Bokeh not displayed on jupyterlab PySpark kernel

Hi,

I try to use bokeh to work in jupyterLab, pyspark kernel but noting is displayed.

I deployed an AWS EMR with jupyterHub prepackaged by AWS.
I manually installed jupyterLab on it (JupyterLab on JupyterHub). and gew other llibraries

sudo python3 -m pip install ipython
sudo python3 -m pip install jupyterlab jupyterlab-git
sudo python3 -m pip install matplotlib==3.4.3
sudo python3 -m pip install seaborn

I manually installed Hail v0.2.80, that come with bokeh 1.4.0 as a requirement

few other environment versions for info:

  • EMR: emr-6.4.0
  • EC2: Amazon Linux 2 AMI
  • Java: java -version 1.8.0
  • Python: python --version 3.7.10
  • Ganglia: 3.7.2
  • Hadoop: hadoop version 3.2.1
  • JupyterHub: 1.4.1
  • Livy: ?
  • Spark UI: 3.1.2
  • Spark: spark-shell 3.1.2
  • Scala: spark-shell 2.12.10

In jupyterLab, I open a new PySpark kernel.
I am able to initiate spark and load hail
I can load some data
I can display HTML styled spark dataframes using

%%pretty
data.to_spark().show()

I can display matplotlib plot using

import matplotlib.pyplot as plt
# Extract data
p_df = data.to_pandas()
# Compute histogram
plt.hist(p_df['info.AN'], bins=10, range=(4500, 5500))
# Use sparkmagic
%matplot plt

So it seams that diaplying HTML in pyspark is doable.

But I am not able to plot using bokeh

from bokeh.plotting import figure, show, output_notebook
output_notebook()
# prepare some data
x = [1, 2, 3, 4, 5]
y = [6, 7, 2, 4, 5]
# create a new plot with a title and axis labels
p = figure(title="Simple line example", x_axis_label="x", y_axis_label="y")
# add a line renderer with legend and line thickness
p.line(x, y, legend_label="Temp.", line_width=2)
# show the results
show(p)

The code above do not display anything (no loading bokeh…, no error)

I try to install jupyter-bokeh but that upgrade bokeh to v2.4.2 (that is incompatible with Hail) and do not solve the ploting issue…

Please help

Hi @mhebrard There has never been any official work by the Bokeh project team to support PySpark, and I’m not aware that anyone on the core team uses PySpark at all. I am afraid I can’t offer much guidance beyond:

  • the standard jupyter_bokeh extension probably needs to be installed
  • do also check the browser JavaScript console for any relevant error messages
  • reach out to the PySpark project (Hail?) on their support forums or trakcers, since they are the folks with any actual expertise of using Bokeh with PySpark

Also, FYI

So it seams that displying HTML in pyspark is doable.
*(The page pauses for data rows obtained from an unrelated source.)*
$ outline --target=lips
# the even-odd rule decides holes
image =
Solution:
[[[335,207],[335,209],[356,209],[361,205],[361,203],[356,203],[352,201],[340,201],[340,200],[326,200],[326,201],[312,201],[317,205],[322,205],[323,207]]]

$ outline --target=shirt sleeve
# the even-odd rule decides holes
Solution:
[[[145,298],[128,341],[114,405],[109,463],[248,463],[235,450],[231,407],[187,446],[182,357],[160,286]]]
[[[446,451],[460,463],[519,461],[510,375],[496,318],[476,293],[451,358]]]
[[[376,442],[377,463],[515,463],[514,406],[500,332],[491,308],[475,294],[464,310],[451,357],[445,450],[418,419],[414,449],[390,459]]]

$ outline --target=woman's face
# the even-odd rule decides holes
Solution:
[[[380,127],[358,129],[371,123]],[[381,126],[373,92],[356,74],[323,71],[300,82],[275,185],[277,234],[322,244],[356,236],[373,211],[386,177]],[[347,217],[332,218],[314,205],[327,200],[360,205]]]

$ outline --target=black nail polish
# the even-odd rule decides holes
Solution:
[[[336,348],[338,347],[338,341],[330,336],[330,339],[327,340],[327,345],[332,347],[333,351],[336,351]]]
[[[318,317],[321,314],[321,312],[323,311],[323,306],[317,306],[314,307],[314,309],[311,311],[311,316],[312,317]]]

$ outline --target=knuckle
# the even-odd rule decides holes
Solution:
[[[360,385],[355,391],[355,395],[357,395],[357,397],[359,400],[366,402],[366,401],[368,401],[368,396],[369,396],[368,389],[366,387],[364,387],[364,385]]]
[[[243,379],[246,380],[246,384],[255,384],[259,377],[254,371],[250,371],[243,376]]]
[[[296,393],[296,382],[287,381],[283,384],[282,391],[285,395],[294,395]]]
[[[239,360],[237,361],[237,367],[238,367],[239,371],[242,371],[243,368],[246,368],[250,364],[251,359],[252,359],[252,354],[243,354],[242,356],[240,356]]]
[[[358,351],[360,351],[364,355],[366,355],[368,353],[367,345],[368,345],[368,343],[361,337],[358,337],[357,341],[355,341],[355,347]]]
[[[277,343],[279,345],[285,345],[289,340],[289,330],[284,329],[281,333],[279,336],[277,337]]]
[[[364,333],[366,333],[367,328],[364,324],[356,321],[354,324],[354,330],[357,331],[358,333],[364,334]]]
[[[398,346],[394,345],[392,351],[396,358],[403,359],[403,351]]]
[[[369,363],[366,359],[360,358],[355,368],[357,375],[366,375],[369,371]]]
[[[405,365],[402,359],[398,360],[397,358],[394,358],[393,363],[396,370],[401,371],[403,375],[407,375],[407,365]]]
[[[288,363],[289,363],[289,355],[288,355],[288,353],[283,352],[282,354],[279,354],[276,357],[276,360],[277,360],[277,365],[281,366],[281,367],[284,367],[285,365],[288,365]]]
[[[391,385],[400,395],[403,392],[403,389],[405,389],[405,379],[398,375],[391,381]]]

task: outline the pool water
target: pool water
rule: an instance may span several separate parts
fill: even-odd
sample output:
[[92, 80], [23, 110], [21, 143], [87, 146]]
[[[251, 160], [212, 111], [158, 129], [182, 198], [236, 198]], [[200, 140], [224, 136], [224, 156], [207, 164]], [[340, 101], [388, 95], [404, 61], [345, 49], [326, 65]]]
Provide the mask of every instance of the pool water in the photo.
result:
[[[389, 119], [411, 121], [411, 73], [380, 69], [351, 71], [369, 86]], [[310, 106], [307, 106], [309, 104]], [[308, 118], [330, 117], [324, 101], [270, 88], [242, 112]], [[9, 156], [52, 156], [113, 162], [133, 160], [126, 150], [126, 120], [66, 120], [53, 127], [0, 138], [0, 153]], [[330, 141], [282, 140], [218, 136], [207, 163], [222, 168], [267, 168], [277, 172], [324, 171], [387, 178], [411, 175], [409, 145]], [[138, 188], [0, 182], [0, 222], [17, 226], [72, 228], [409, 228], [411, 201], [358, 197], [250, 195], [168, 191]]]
Basic MPL plotting merely displays static image files, and does not do any HTML (JavaScript) plotting. This is considerably simple and does not require any jupyter extensions, etc in order to execute JS code.

Hi @Bryan . Thanks for the answer.

I get that apparently no one is trying to plot using PySpark. It is a bit frusrating because that is the only way to rely on your cluster and that benefits a lot when working on big distributed data without the need to perform the aggregation, save a file, and switch kernel in the middle of the process.

Strangely Bokeh is working fine in zeppelin. But the format of zeppelin notebook is less convenient that jupyter so I wish to switch back. I am especially after the github support to display jupyter notebook that ease reviews.

See below zeppelin snippet

%pyspark
# Imports
from bokeh.io import show, output_notebook
from bokeh.resources import Resources
import bkzep
output_notebook(notebook_type='zeppelin', resources=Resources(mode='inline'))
# Plot
...

Now I tried to install jupyter_bokeh extention, but that upgraded the version of bokeh automatically. Is there a way to fix the bokeh version while installing the extention ?

@mhebrard I don’t actually know, it’s possible @Philipp_Rudiger or @mateusz can chime in with more information. It’s entirely possible that that Bokeh 1.4 may not be compatible with recent Jupyter-lab. The authors of the tool you are using should really update their codebase, since they are about to be two entire major releases out of date.

As an aside, you could consider using Dask as an alernative to PySpark. It has a much more Pythonic / Pandas-like API, and also has a very sophisticated built-in cluster performance monitoring and analysis dashboard that is actively maintained.